According to the DoT's calculations, Bharti Airtel faces a liability of around Rs 42,000 crore after including licence fees and spectrum usage charges. (Photo Credit: File Image)
Telecom tycoon Sunil Bharti Mittal on Monday came knocking at the doors of top government officials including Telecom Minister Ravi Shankar Prasad, over billions of dollars in statutory dues like spectrum and licence fee liability that his and other telcos had not fully provisioned in their accounts. Sources said Mittal first met Prasad and then Telecom Secretary Anshu Prakash, apparently over the liability that arises from the Supreme Court upholding government's view on how revenues should be calculated for sharing of statutory dues.
Kumar Mangalam Birla, head of Vodafone-Idea Ltd that also has been severely hit by the apex court ruling, was expected to come for meeting but has now sought a different time, they said.
Delivering its verdict, the Supreme Court had on October 24 upheld government contention that non-core revenue in telecoms groups should be included in adjusted gross revenue -- the figure on which statutory levies are charged.
Sources said the telecom operators are looking at the government for a possible relief such as waiver of penalties and interest though the Supreme Court had categorically stated that companies must pay many years worth of charges plus interest and penalties.
Ideally, companies are required to make provisions in their books for any potential liability that may arise from a legal dispute.
While emails sent to Bharti Airtel and Vodafone-Idea on the impact of the Supreme Court judgment and provisioning remained went unanswered, industry sources said provisioning for the full amount was not made. The companies also did not response to a seperate email on meeting with the Government.
Also, there is no sight of promoters willing to infuse more equity into the companies to clear the liabilities.
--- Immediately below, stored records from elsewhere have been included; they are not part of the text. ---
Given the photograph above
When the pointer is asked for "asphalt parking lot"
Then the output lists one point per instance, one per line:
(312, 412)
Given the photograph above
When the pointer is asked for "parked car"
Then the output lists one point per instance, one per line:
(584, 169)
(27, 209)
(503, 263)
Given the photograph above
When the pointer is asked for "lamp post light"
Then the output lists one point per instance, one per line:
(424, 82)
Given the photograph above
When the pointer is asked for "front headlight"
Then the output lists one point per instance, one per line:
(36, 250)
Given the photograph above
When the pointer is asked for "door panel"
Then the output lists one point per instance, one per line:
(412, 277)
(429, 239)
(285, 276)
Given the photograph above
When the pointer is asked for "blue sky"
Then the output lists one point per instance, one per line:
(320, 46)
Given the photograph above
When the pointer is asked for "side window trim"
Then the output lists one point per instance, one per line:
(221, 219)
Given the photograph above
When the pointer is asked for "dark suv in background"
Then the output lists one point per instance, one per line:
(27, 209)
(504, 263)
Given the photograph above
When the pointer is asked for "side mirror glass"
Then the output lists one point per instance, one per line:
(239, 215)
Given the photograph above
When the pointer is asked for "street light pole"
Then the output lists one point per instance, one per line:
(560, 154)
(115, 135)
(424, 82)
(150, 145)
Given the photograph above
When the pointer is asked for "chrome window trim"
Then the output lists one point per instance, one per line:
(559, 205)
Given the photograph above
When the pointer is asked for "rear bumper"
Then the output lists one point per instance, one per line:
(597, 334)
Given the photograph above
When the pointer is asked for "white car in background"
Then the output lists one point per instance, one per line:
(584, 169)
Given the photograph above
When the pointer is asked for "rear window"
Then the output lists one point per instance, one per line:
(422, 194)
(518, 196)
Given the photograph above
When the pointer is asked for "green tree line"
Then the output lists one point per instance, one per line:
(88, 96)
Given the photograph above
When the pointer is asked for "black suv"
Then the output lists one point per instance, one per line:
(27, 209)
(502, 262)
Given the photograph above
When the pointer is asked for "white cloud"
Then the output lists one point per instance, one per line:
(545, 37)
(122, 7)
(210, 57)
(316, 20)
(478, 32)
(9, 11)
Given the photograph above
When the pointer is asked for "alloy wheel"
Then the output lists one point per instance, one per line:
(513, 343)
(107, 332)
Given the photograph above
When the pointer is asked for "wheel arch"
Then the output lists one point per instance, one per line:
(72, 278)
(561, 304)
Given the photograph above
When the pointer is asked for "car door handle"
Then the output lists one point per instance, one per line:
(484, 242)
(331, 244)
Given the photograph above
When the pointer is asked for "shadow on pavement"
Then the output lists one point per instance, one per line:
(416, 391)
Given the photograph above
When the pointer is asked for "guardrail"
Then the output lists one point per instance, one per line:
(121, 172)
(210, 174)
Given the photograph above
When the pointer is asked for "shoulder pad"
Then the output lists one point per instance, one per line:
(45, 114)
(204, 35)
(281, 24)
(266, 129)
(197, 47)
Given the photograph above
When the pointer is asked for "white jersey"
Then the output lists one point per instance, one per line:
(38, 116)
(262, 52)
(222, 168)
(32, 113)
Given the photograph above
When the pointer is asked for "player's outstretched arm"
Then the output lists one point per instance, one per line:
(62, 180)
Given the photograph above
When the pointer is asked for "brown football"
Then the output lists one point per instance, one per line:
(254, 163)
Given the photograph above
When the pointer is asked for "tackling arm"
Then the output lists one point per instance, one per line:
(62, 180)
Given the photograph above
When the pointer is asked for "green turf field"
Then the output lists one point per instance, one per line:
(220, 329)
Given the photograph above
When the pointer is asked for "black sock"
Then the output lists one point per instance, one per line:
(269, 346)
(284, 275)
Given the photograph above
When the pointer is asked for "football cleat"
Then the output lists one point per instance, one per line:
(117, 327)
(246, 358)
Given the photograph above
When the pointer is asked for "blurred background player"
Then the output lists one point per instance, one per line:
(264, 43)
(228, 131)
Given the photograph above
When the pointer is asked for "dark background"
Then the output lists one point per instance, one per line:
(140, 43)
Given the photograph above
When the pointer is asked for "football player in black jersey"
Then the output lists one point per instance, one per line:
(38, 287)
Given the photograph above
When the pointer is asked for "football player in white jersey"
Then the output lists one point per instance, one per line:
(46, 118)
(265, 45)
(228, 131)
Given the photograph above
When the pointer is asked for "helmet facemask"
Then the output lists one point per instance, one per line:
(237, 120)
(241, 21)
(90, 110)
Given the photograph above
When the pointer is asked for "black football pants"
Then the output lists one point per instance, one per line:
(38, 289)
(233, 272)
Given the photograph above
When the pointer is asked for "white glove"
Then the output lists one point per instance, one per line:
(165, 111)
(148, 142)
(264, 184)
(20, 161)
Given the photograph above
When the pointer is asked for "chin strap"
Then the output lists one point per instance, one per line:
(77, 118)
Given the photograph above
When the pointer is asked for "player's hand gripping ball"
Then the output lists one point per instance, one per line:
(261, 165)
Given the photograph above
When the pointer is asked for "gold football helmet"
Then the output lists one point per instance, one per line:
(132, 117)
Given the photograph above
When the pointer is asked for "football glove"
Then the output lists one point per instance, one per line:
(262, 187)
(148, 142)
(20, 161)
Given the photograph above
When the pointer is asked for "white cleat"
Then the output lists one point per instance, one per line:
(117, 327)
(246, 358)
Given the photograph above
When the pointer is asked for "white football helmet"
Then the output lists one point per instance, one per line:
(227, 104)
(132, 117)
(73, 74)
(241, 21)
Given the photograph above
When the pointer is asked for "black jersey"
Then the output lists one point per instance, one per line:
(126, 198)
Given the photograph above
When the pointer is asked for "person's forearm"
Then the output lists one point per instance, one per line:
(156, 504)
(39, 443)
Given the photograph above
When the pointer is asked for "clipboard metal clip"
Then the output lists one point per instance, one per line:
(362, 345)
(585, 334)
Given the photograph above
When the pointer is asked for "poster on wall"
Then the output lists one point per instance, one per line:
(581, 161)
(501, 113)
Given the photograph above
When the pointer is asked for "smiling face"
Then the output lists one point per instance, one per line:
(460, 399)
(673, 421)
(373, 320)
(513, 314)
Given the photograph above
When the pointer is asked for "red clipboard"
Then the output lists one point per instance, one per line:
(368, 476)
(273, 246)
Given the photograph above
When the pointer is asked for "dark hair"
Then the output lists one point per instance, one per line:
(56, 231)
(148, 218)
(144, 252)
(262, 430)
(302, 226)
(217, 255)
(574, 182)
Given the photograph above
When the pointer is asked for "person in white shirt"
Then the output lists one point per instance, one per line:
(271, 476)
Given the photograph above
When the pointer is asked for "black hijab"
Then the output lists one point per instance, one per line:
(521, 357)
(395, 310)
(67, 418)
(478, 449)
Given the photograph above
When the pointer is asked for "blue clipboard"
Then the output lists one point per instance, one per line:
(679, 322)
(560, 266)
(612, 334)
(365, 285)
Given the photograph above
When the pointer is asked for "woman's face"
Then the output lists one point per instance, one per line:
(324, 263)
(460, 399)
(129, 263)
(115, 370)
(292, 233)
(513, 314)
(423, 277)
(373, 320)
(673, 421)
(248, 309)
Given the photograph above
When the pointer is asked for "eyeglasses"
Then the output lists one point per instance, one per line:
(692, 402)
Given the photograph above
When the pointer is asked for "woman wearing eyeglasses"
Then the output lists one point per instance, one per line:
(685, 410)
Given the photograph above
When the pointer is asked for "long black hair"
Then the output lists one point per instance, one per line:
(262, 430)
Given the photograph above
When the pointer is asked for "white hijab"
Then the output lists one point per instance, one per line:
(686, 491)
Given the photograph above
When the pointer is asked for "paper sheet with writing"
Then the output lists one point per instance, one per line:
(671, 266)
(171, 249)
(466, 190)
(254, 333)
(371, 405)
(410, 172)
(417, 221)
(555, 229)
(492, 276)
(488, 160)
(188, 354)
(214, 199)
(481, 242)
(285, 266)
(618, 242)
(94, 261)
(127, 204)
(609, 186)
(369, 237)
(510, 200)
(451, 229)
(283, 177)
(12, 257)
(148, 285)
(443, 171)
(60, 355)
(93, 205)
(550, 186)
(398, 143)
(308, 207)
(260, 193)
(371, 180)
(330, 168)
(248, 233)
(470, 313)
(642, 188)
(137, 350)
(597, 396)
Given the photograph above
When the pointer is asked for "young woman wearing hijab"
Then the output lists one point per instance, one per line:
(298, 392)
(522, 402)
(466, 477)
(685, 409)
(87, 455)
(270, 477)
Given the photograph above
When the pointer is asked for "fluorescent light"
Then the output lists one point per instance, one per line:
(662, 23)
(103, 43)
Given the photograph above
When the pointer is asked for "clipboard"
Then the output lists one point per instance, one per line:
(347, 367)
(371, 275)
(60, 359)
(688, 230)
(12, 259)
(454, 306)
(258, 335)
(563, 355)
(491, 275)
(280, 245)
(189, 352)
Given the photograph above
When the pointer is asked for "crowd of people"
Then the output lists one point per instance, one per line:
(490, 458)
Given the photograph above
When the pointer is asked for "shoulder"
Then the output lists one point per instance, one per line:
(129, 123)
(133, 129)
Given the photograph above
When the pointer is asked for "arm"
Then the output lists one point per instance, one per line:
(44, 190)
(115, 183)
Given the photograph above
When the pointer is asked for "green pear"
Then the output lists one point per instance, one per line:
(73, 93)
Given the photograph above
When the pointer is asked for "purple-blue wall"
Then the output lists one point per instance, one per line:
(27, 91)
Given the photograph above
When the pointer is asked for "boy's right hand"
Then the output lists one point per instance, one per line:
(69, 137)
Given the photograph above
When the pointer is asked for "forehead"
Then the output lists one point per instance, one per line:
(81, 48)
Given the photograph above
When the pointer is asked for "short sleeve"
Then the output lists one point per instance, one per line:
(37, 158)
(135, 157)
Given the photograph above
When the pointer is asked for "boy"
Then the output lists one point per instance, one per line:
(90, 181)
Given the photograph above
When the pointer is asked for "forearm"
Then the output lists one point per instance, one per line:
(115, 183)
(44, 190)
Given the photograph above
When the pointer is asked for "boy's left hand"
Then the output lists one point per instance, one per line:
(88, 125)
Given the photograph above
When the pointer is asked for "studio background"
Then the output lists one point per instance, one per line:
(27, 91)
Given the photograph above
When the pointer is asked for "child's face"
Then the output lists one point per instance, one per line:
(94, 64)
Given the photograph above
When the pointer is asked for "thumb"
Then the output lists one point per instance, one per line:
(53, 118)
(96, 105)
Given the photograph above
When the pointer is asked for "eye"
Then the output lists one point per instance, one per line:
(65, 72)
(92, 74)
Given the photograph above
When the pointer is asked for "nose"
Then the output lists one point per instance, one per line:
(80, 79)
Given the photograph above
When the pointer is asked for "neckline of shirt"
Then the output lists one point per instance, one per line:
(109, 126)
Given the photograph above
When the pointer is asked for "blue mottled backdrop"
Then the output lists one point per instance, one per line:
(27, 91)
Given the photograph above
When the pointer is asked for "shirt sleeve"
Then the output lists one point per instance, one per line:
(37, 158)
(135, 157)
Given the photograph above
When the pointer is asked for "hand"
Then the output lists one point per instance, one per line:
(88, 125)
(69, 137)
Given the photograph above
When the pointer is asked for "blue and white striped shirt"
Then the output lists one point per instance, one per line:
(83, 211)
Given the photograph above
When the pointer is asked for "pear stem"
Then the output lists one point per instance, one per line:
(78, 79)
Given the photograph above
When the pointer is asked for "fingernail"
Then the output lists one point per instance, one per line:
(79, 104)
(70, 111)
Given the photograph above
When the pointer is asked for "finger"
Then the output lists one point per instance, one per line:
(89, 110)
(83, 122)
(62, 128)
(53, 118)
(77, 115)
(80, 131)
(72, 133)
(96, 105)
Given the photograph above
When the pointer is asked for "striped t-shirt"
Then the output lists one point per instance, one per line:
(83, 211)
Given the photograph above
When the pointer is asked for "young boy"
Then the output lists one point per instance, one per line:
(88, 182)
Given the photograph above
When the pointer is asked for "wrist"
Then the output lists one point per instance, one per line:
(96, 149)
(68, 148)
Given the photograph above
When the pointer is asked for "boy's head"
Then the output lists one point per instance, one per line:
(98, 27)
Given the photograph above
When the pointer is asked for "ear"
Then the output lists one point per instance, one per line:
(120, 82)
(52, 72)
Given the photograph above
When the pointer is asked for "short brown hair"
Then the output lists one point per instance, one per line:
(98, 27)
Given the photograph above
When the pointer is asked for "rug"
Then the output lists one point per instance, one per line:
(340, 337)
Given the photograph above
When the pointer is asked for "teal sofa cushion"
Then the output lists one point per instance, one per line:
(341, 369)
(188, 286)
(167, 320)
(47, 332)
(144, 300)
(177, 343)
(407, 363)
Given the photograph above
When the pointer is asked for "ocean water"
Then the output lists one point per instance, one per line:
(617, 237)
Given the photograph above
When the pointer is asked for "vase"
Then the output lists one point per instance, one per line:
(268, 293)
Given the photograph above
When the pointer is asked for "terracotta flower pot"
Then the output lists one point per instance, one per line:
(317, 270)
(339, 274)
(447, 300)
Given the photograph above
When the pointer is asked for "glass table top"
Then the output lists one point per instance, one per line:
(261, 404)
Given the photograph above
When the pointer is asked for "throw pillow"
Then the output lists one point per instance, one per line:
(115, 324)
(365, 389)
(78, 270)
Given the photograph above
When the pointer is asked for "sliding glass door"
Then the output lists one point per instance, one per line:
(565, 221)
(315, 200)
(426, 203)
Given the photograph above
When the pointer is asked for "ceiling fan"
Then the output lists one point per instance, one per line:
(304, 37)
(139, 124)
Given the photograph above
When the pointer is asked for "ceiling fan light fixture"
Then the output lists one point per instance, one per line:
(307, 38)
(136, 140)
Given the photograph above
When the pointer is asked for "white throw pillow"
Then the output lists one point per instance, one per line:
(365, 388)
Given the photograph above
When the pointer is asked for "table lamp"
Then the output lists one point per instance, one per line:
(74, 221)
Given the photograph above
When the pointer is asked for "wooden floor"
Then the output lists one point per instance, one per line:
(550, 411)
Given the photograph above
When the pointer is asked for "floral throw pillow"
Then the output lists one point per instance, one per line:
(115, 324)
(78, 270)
According to the DoT's calculations, Bharti Airtel faces a liability of around Rs 42,000 crore after including licence fees and spectrum usage charges while Vodafone-Idea may have to pay about Rs 40,000 crore.
Initially, Telecom Service provider (TSPs) had to pay a fixed license fee. The Government in 1999 offered a new package, known as 'Migration Package', giving an option to the licensees to migrate from fixed license fee to revenue sharing fee with a principle of 'Pay as you Earn'. This was accepted by the operators unconditionally.
Licence fee and interest till the date of migration i.e. July 31, 1999, was paid by them and no dues were waived off. The 'revenue sharing' regime was so designed that the Central Government becomes a partner or sharer of 'gross revenue of the company'. An annual license fee is payable as a percentage of Adjusted Gross Revenue (AGR). The license fee initially was 15 per cent of the AGR and progressively reduced to 8 per cent in 2013 and many saw it as an extremely beneficial regime for telcos.
However, AGR calculations became a point of dispute with some in the government feeling that funds due to the exchequer were being diverted to create new businesses within and outside the country.
The Supreme Court had in an order way back in 2010 ruled that "it was not open to a TSP to turn around and agitate any dispute after availing of the migration package". And then again in October 2011, it held that "TDSAT has no jurisdiction to exclude certain items of revenue, which were included in the definition of AGR."
But the TSPs neither paid the government nor created any provisions in their books of accounts for past and future payment of license fee (LC) and spectrum usage charge (SUC) on the basis of law laid down by the Supreme Court, sources said.
Non-disclosure of known contingent liability and outstanding dues pertaining to LF and SUC in the statement of accounts and balance sheet is an economic offense under the Companies Act. Supreme Court in the judgment last week said that "No litigant can be permitted to reap fruits on such inconsistent and litigate for decades in several rounds which is not so uncommon but is disturbing scenario projected in many cases. We have examined the matter upon merits and then the aforementioned conclusions indicate the frivolous nature of objections."
After the judgment, the telcos have stated that they don't have money to pay the government.
Government officials, however, feel both companies have enough capacity and capability to raise funds through means such as equity from promoters and monetizing some of their assets. Any waiver of dues would be at the cost of taxpayers and public exchequer money and open to review by government auditor, CAG, they added.